Mahler
Symphony No. 2 in C minor ('Resurrection”)
There are those who are passionate advocates of the music of Gustav Mahler (1860-1911), and others who utterly reject it. The composer's Symphony No. 2 was premièred in 1895 when he was the director of the Hamburg Opera. The 'Resurrection' sobriquet refers not to the familiar story of Easter, but rather to the title of an ode by Gottlieb Klopstock.
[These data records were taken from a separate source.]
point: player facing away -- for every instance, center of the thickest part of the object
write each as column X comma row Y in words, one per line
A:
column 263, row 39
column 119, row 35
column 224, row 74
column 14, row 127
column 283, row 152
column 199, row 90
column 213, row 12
Mahler's symphony erects a monument to the immortality of the soul. The finalé presents the Last Judgement and the earth-shaking vision of the resurrection, set in musical notes. To deliver his message of cosmic significance, Mahler employs in this work an ensemble larger than any previously seen before. In addition to the enormous orchestra, he also makes use of soloists and a chorus, and the length of the work also grew to an epic scale. As the composer himself said, the first movement of the Second Symphony, a vision of death, is a funeral march - for the hero of his Symphony No. 1. This is the first manifestation of Mahler's idea that he was composing a single grand work for his entire life, and that each symphony was an organic continuation of the last. The Symphony No. 2 opens the series of so-called 'Wunderhorn symphonies', in which Mahler set the text of the collection of folk poetry Des Knaben Wunderhorn to music. In its closing passage radiating apotheosis and heavenly delight, the finalé, which is partly composed to Mahler's own text and partly to excerpts from Klopstock's ode, relays the joyful news with a chorus, soloists and the sounds of an organ and ringing bells: 'Rise again, yes, rise again / This you will do, my heart, in an instant!'
The lamenting alto solo of the fourth movement, entitled Urlicht (Ancient light), will be sung by Andrea Szántó, who will be joined by Klára Kolonits in the finalé.